Fransa için Afrika türküsü

Tunca Arslan

Tunca Arslan

Gazete Yazarı

A+ A-

Ekranda bir grup Afrikalı işçinin görüntüsü beliriyor ve anlatıcı sese kulak veriyoruz:

“Biz Afrikalılar uzaktan geliyoruz. Bizim kendi medeniyetimiz vardı. Demir döverdik. Herkesin bildiği danslarımız ve şarkılarımız vardı. Ahşap oymada, demir işlemede, pamuk ve yün eğirmede, dokuma ve sepetçilikte çok iyiydik. Ticaretimiz takastan ibaret değildi. Altın ve gümüş sikkelerimiz vardı. Çanak çömleğimiz, çatal bıçak takımımız vardı. Alet edevatımızı ve ev gereçlerimizi pirinç, bronz, fildişi, kuvars ve granit kullanarak kendimiz yaptık. Kendi edebiyatımız vardı. Hukuki terminolojimiz, dinimiz, bilimimiz, öğretim yöntemlerimiz vardı…”

Batı Afrika ülkesi Moritanya’nın kısa sinema tarihinde yetiştirdiği bir avuç yönetmenden biri olan Med Hondo’nun 1967’de çektiği “Oh, Güneş” (Soleil Ô), kulakları okşayan harika bir şarkının eşlik ettiği açılış jeneriğiyle böyle başlıyor. Hondo, Fransa’ya çalışmaya giden Afrikalıların yaşadıklarını, ayrımcılığı, siyah tenli olmanın getirdiği dezavantajları, Fransız toplumunun çeşitli katmanlarının bu “davetli misafirlere” yaklaşımını, alabildiğine yumuşak bir anlatımla ama ırkçılığa karşı bir direniş çığlığı biçiminde aktarıyor, 55 yıl önce çektiği “Oh, Güneş”te.
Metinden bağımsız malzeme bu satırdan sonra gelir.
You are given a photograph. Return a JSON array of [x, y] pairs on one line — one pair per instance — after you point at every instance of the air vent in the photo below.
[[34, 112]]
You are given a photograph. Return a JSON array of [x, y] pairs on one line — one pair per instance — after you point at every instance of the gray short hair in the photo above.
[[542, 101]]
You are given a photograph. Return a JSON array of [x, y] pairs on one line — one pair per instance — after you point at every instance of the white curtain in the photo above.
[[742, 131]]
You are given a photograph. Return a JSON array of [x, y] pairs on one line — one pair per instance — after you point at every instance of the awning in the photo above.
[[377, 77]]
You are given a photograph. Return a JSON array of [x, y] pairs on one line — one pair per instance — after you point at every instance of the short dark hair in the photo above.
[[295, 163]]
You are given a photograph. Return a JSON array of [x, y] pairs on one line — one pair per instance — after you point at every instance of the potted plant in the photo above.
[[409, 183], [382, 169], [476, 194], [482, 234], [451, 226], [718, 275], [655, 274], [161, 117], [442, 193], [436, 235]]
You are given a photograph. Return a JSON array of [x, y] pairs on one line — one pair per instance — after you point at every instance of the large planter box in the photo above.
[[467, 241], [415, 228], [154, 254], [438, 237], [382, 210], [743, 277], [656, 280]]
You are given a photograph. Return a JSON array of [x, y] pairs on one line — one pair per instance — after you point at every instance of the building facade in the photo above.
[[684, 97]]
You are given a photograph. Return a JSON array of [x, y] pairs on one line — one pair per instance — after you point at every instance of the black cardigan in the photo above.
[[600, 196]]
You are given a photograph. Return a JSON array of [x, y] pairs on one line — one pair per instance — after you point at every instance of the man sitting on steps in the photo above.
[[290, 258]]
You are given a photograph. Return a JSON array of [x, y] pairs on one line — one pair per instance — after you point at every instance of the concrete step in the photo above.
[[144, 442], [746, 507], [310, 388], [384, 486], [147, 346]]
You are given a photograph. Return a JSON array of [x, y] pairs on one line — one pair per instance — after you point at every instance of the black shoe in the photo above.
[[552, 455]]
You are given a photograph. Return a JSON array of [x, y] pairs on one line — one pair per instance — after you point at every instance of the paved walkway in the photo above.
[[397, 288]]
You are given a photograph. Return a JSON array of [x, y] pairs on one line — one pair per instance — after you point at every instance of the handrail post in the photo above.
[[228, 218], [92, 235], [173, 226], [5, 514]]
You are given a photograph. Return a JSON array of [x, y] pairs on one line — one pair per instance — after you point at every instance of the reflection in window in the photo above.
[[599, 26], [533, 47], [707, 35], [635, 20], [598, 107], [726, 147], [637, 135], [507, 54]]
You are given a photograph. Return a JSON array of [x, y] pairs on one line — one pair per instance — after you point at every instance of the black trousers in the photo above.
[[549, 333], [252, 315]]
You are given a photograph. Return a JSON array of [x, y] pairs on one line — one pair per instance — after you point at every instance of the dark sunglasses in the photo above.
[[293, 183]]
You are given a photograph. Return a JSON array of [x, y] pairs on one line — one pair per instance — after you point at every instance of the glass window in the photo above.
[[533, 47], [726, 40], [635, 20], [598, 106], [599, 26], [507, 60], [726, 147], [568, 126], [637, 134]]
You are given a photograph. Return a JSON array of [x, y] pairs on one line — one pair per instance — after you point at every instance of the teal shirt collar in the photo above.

Film, tıpkı Almanya’ya çalışmaya giden gurbetçi işçilerimizin karşılaştığı kültürel şoklar ya da Türkiye’deki Suriyeli sığınmacıların yaşadığı istenmeyen azınlık olma durumları ekseninde, Fransızların bu “kara göç” karşısındaki tepkilerini ölçüyor. “Ben de zenciyim!” diyen entelektüeller de söz konusu, “Bu evin önünde dolaşamazsınız, neden ülkenize dönmüyorsunuz?” diyen sıradan vatandaşlar da.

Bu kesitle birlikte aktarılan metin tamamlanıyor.